INVESTING WITH CLARITY® BLOG
No Pain No Gain
November 22, 2011 11:42:00 AM
As I have discussed in previous commentaries, I believe two of the most important variables to successful investing are market volatility and dollar cost averaging. Why? Because volatility creates the opportunity to take advantage of buying into companies we want to own at lower prices.
The unfortunate component here is that investors don't like volatility. History has shown that investors shy away from volatility and uncertainty when it comes to investing. They have a tendency to either sit on the sidelines, or as we have seen recently, put their money into cash, bonds and bond funds.
I believe this behavior is prevalent among investors because they do not have a clear understanding of how or where their equities are invested. They realize they are invested in the market, but do not understand where they are invested in the market, or why.
Such uncertainty can be uncomfortable for many investors, so instead of taking advantage of buying into a quality investment they wait until markets or the stock price has moved higher which in turn helps them feel like it is safer now to invest. Unfortunately, some investors even turn to choices they better understand -- including not investing at all!
If investors better understood the companies or industries in which they are invested, I believe they would be more apt to invest (or continue to invest) through dollar-cost averaging into such investments when they are on sale. Remember one of Peter Lynch's investment rules: Know what you own and why you own it. After all, when a business owner has a bad quarter or a bad year, do they sell their company? Of course not! They adjust and continue to invest (dollar cost average) into their business.
Remember, as Warren Buffett has said, look at market fluctuations as your friend rather than your enemy; profit from folly rather than participate in it.
Interestingly, during the stock market correction in 2010 and the current correction here in 2011, investors continue to move money out of equity mutual funds and move their money into cash or into bonds/ bond mutual funds. Clearly, in both good times and bad times, the typical behavior of many investors is that of the herd mentality. Unfortunately, I believe this behavior is primarily driven by investors' lack of clarity in knowing what investments they own and why.
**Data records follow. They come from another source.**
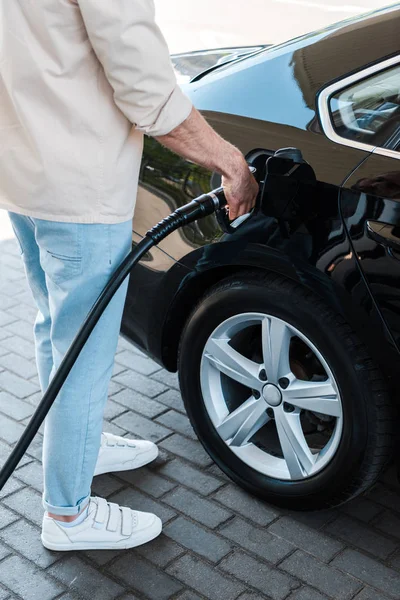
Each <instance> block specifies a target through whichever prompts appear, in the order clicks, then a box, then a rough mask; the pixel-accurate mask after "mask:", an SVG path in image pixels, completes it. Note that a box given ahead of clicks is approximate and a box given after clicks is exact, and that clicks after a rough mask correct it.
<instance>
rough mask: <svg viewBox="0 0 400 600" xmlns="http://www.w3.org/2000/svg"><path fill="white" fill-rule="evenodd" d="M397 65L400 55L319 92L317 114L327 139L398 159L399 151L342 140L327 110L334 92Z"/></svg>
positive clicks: (342, 139)
mask: <svg viewBox="0 0 400 600" xmlns="http://www.w3.org/2000/svg"><path fill="white" fill-rule="evenodd" d="M398 64H400V54H397V55H396V56H392V57H391V58H388V59H386V60H383V61H381V62H379V63H376V64H374V65H371V66H369V67H366V68H365V69H363V70H362V71H358V72H357V73H353V74H352V75H349V76H347V77H344V78H343V79H340V80H339V81H335V83H332V84H331V85H328V86H327V87H326V88H324V89H323V90H321V92H320V93H319V95H318V114H319V119H320V122H321V127H322V131H323V132H324V134H325V135H326V137H327V138H328V139H330V140H331V141H332V142H335V143H337V144H340V145H342V146H349V147H350V148H356V149H358V150H365V151H367V152H370V153H374V154H382V155H383V156H389V157H392V158H397V159H400V151H398V150H391V149H389V148H380V147H379V146H374V145H373V144H366V143H364V142H356V141H352V140H347V139H346V138H343V137H341V136H340V135H338V134H337V133H336V131H335V130H334V128H333V124H332V118H331V112H330V109H329V102H330V99H331V97H332V96H333V95H334V94H335V93H336V92H338V91H340V90H344V89H345V88H347V87H349V86H350V85H351V84H353V83H357V82H358V81H361V80H362V79H367V78H368V77H370V76H371V75H375V74H376V73H379V72H380V71H384V70H385V69H388V68H389V67H393V66H395V65H398Z"/></svg>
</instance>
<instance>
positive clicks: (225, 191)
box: [222, 157, 259, 221]
mask: <svg viewBox="0 0 400 600" xmlns="http://www.w3.org/2000/svg"><path fill="white" fill-rule="evenodd" d="M222 185H223V188H224V193H225V198H226V202H227V206H228V208H229V220H230V221H233V220H234V219H237V217H241V216H242V215H245V214H247V213H249V212H250V211H251V209H252V208H254V205H255V202H256V198H257V194H258V189H259V188H258V183H257V181H256V180H255V178H254V177H253V175H252V174H251V172H250V169H249V167H248V165H247V163H246V161H245V160H244V158H243V157H242V161H241V164H240V165H239V166H238V168H237V170H236V171H235V172H234V173H233V174H232V175H231V176H230V177H227V176H225V177H223V178H222Z"/></svg>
As corrections fade into the sunset, opportunities to invest in companies on sale become more difficult and therefore investors must be patient to wait for the companies they want to own to go on sale again, hopefully at lower prices!
The good news here, however, is that if you are an investor in companies, and not the stock market, there are always opportunities to be dollar-cost averaging into companies you want to own!
As we like to say: stock market pain for long-term gains!